LONDON: Germany's 10-year government bond yield dropped to a two-week low in early trade on Tuesday on political turmoil in Italy and falling Asian stock markets worried about US fiscal stimulus.
Italian Prime Minister Giuseppe Conte will hand in his resignation to the head of state on Tuesday, Conte's office said, on hopes President Sergio Mattarella will give him a mandate to form a new government.

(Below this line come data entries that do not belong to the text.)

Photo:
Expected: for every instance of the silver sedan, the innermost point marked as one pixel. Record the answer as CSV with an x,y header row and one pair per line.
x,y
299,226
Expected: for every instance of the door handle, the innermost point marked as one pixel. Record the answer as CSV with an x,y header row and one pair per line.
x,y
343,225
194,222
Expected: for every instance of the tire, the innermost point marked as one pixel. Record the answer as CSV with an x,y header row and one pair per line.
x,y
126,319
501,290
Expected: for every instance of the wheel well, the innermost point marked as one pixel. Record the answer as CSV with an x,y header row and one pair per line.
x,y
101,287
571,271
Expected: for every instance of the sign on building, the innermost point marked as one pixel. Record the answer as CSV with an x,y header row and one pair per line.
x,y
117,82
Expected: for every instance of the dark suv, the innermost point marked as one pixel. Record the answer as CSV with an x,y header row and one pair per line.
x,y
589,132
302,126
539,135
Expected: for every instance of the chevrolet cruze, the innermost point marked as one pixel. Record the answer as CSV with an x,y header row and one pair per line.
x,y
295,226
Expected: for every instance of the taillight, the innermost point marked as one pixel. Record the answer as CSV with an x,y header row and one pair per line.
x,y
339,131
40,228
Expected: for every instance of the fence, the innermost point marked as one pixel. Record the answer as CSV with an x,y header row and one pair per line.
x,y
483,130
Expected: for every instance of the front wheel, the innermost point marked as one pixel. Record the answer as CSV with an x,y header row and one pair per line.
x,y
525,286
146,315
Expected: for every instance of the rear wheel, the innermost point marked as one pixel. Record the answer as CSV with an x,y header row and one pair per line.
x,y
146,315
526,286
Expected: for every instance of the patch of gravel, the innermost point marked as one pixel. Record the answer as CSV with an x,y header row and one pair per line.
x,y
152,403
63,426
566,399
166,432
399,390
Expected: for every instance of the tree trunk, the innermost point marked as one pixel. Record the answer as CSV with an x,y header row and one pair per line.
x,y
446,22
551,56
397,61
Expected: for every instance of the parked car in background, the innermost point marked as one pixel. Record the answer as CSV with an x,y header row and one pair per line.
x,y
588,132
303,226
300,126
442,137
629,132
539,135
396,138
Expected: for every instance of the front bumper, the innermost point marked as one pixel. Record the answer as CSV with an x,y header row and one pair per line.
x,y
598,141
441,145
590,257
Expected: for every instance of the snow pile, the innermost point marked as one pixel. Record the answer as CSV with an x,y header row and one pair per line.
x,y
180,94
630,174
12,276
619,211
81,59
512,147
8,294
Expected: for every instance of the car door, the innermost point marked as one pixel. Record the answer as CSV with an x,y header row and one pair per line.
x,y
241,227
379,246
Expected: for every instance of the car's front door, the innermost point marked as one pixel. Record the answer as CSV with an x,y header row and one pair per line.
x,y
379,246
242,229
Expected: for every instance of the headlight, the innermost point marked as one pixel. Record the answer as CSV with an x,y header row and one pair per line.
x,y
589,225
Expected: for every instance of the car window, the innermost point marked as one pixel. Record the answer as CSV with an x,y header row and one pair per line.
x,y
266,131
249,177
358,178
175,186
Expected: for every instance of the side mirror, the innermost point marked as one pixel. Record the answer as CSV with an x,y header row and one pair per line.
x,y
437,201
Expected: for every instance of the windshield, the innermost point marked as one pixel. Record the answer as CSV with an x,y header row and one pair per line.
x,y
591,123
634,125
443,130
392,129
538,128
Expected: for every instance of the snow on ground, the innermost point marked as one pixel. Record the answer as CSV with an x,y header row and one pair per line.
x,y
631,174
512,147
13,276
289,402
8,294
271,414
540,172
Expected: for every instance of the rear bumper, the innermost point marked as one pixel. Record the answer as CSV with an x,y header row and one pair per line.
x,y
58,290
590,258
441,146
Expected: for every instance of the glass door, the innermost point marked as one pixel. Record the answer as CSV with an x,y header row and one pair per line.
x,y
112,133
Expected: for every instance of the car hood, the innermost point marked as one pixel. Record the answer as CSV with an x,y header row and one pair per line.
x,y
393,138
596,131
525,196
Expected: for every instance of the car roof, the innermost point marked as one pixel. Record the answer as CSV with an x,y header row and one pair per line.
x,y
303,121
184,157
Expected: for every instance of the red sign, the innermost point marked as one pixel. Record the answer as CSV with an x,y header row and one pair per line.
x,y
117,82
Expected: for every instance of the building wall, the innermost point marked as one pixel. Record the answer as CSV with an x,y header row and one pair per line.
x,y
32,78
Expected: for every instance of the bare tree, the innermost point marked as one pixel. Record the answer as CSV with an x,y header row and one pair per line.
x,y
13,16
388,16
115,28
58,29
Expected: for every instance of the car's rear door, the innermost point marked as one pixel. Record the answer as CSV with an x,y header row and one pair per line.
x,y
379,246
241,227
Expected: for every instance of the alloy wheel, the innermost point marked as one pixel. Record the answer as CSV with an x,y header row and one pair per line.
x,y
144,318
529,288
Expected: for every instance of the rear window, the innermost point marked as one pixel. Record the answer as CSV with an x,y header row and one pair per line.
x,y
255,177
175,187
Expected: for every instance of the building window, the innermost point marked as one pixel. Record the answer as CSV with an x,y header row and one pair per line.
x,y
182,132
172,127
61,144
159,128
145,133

While the resignation may allow an election to be avoided in Italy, the combination of political worries and stock market jitters over US fiscal stimulus bolstered demand for safe havens such as German Bunds.
Asian stocks declined on Tuesday, retreating from record highs as lingering concerns about potential roadblocks to the Biden administration's $1.9 trillion stimulus weighed on sentiment.
"If Conte does manage to form a new government within a week with a stable majority, then the potential spread tightening is significant; but it is still political gamble at this point," said ING rates strategist Antoine Bouvet.
"There's also a globalised move for lower yields as it is not going to be straightforward to pass such an ambitious fiscal package (in the United States), and we still have a long way to go on the vaccination drive across the world," he added.
Germany's 10-year bond yield fell a basis point to a two-week low of -0.561%, while the Italy-Germany bond yield spread was wider at 120.5 basis points.
This closely-watched spread had tightened to below 100 basis points for the first time ever earlier this month.
Demand for German Bunds also comes as US 10-year Treasury yields dropped to a three-week low of 1.028% earlier in the session as the US Senate pushes to pass its COVID-19 bill.
Later in the session, Italy is set to sell inflation-linked bonds via auctions and the Netherlands is scheduled to sell up to 3 billion euros of short-dated debt.
The European Union, meanwhile, has started marketing the sale of a seven-year benchmark bond issue and a tap of its outstanding 2050 debt via syndication.